8. In both cases, this can be a simple perception. In the case of the United Kingdom, the total effect of immigration on the public finances is positive, since their contribution through taxes is greater than what they receive in social benefits (see C. Dustmann and T. Frattini (2014). «The fiscal effects of immigration to the UK». The economic journal, 124(580), F593-F643).

9. See A. Steinmayr (2018). «Contact matters: Exposure to refugees and voting for the far-right». Working Paper. For an example relating to France, see P. Vertier and M. Viskanic (2018). «Dismantling the “Jungle”: Migrant Relocation and Extreme Voting in France». Working Paper.

10. The polarisation index used provides a measure of how different a country’s political parties are, weighted by their parliamentary representation. The data is obtained from the Comparative Study of Electoral Systems, and for Spain, Italy, Greece, France, the US, the Netherlands, Denmark and Hungary we complete the last wave using the methodology explained in R.J. Dalton (2008) «The quantity and the quality of party systems: Party system polarization, its measurement, and its consequences». Comparative Political Studies, 41(7), 899-920.

11. High values reflect a high level of inequality in terms of income.

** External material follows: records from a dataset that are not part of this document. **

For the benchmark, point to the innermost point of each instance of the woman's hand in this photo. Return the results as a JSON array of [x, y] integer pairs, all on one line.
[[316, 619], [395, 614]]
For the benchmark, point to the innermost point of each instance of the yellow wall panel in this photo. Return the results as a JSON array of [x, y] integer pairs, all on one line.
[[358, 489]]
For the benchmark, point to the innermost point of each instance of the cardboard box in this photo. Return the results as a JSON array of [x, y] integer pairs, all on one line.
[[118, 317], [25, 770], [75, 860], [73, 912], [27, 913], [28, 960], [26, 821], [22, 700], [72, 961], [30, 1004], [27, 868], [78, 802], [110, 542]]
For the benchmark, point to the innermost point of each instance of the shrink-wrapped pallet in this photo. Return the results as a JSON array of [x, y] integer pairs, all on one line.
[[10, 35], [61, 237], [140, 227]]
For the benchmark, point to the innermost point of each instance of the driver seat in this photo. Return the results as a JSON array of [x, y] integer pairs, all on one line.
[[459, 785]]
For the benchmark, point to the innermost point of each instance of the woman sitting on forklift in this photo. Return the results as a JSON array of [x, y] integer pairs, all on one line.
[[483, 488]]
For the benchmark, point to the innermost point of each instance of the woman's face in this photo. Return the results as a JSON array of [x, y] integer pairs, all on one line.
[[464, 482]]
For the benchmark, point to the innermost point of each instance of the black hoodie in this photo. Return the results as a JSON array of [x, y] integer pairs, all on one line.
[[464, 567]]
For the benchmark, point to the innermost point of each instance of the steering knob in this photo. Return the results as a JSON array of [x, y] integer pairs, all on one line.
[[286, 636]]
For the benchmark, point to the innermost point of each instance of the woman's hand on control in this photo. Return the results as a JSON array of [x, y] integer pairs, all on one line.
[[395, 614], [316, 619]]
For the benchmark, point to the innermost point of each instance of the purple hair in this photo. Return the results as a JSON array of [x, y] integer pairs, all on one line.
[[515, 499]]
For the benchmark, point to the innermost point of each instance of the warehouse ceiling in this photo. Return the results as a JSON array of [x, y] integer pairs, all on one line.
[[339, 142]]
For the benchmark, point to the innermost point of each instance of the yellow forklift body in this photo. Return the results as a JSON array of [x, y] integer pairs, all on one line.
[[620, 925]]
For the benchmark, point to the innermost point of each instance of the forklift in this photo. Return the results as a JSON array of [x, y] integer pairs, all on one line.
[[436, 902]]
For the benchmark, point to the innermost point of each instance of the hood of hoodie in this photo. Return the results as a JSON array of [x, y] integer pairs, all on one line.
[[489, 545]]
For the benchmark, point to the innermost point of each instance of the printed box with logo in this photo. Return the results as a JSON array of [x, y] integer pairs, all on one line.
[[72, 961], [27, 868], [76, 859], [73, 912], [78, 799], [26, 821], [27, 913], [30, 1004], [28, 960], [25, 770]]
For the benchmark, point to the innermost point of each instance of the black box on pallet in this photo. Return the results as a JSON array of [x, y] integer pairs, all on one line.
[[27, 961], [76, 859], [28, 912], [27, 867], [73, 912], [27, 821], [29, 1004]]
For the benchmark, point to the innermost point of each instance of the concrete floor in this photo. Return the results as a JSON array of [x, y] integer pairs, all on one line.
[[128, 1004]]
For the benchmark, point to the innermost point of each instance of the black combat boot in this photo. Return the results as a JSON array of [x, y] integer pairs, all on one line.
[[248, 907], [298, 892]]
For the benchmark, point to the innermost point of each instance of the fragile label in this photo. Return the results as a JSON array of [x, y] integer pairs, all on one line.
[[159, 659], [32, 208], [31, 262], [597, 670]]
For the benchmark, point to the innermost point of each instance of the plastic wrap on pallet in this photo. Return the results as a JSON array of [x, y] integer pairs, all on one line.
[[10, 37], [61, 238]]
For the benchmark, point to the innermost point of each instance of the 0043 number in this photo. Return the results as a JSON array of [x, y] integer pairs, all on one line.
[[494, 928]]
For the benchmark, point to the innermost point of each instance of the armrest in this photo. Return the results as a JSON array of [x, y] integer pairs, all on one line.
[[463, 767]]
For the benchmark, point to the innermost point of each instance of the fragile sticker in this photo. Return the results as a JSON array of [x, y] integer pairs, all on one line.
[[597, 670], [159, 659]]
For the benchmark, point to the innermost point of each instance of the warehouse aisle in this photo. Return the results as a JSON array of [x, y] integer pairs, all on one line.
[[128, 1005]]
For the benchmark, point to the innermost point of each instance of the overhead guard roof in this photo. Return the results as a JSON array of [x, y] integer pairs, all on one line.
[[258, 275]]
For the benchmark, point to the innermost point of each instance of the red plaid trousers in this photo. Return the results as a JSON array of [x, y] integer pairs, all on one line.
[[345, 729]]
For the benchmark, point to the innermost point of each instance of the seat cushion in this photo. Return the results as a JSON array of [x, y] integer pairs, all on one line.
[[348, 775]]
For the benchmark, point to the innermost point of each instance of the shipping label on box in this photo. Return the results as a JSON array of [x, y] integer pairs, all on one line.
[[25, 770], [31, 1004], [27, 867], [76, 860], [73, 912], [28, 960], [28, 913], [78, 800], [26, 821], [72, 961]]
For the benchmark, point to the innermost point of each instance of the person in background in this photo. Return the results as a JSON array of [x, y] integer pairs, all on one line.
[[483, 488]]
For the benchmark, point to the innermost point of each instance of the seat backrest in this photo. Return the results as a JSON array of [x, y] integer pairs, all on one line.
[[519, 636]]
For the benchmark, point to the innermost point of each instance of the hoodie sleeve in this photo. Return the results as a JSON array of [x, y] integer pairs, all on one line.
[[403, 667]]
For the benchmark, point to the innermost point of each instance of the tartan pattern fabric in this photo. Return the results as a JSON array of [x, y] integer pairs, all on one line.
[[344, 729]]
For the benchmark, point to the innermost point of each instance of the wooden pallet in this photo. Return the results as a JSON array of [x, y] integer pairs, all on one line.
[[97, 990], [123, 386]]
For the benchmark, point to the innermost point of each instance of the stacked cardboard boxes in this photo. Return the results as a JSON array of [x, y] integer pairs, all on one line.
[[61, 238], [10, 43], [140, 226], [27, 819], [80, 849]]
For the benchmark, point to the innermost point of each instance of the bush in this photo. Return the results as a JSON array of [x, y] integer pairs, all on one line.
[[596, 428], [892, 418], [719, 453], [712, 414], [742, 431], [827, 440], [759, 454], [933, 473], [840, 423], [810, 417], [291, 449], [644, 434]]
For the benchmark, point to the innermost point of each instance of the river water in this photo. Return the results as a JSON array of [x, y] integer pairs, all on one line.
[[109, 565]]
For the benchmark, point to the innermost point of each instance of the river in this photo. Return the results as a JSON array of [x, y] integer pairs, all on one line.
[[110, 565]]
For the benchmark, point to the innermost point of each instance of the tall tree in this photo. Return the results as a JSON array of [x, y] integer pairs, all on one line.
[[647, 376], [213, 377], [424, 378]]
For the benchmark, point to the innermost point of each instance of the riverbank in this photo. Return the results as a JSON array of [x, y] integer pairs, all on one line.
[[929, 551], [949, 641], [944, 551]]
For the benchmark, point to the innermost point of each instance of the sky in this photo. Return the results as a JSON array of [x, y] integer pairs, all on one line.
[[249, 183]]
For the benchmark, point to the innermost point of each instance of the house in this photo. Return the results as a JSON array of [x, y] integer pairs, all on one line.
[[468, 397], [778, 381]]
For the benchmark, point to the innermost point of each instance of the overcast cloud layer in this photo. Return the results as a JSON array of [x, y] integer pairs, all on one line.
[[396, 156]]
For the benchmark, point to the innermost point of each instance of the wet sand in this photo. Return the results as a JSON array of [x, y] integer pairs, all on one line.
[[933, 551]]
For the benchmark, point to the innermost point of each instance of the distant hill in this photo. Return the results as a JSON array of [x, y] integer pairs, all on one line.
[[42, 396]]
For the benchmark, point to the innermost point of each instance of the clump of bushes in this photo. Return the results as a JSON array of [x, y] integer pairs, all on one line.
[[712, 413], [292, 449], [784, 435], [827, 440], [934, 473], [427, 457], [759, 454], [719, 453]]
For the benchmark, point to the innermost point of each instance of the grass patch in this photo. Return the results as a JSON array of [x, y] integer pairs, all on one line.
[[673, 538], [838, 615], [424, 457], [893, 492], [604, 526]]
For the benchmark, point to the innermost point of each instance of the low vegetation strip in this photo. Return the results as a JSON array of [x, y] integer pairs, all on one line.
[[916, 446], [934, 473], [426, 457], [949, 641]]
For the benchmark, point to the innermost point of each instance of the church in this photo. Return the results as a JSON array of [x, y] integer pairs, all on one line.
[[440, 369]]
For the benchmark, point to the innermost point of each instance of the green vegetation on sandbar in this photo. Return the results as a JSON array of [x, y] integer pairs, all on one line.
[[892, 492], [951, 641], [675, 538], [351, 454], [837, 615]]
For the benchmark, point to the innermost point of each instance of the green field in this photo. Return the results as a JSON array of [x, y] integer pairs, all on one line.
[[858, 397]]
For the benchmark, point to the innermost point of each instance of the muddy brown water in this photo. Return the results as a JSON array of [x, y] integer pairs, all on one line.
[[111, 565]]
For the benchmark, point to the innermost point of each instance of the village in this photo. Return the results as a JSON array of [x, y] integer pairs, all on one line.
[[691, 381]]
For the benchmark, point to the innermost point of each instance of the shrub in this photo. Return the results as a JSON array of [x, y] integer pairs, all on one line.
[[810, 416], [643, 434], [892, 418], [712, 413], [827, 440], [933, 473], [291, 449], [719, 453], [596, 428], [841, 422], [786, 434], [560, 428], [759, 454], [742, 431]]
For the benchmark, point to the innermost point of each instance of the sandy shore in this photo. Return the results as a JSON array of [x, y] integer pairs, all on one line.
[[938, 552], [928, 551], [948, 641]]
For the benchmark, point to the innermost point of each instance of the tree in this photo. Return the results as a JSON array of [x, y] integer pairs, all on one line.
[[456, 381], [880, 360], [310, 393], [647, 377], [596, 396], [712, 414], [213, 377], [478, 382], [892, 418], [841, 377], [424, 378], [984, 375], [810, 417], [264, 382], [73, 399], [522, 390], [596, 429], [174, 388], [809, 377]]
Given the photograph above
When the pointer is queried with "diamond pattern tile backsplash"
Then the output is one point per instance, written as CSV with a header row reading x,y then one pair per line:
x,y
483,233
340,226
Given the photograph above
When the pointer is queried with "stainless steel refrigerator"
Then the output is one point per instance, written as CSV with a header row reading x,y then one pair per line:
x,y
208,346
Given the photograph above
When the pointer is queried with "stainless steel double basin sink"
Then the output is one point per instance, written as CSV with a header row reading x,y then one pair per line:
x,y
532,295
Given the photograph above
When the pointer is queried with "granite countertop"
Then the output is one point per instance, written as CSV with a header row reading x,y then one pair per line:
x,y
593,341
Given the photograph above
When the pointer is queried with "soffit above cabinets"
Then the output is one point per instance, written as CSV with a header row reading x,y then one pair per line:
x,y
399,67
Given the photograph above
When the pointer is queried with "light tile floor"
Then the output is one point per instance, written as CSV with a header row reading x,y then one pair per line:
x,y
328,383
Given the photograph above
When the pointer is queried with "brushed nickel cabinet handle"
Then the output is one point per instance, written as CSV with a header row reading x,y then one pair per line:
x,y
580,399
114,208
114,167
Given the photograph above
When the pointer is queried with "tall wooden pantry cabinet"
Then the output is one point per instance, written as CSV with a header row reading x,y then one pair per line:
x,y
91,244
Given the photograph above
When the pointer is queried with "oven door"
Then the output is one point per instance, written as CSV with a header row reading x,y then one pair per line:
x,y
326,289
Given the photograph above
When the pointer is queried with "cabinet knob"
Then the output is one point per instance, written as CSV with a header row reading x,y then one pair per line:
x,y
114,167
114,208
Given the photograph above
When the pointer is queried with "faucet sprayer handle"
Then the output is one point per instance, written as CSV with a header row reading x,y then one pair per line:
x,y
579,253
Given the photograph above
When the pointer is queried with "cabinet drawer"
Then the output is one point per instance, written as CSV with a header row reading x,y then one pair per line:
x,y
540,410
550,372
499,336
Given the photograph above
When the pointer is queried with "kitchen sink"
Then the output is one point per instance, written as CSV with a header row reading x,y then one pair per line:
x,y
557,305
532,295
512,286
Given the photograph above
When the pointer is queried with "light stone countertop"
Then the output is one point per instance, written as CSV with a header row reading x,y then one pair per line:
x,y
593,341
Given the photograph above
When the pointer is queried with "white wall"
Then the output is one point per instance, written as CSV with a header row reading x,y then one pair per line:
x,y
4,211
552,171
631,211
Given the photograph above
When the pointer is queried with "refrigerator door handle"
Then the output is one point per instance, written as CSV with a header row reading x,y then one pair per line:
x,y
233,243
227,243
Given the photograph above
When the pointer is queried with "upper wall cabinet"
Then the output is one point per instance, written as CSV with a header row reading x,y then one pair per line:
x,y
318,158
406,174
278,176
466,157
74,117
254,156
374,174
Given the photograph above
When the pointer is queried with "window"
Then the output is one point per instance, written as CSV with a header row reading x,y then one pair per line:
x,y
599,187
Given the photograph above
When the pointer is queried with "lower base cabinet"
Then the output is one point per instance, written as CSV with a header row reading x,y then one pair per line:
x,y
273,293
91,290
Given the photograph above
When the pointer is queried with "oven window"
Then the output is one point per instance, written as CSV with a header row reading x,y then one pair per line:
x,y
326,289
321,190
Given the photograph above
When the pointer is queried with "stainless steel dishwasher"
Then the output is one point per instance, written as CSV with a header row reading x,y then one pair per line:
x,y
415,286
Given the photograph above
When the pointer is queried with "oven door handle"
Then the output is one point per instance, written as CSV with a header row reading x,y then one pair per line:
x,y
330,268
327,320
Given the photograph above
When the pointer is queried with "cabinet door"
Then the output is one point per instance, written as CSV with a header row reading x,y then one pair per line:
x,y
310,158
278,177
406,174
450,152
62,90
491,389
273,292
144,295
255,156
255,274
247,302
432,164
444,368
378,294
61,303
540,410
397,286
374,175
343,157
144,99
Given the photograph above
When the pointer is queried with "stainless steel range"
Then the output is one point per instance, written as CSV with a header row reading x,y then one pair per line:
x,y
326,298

12. We estimate the following regression in differences: ΔPolarisation indexi,t = α + ∆ Xi,t β + ξi,t, where the matrix Xi,t contains the unemployment rate, the Gini coefficient and the number of immigrants for the country i in the period t. The constant α reflects the growing linear trend in polarisation (the non-contextual factor), thereby taking into account possible spurious correlations caused by the trend in the variables. To test the robustness of our results, we have estimated different specifications, including specific temporal trends by region.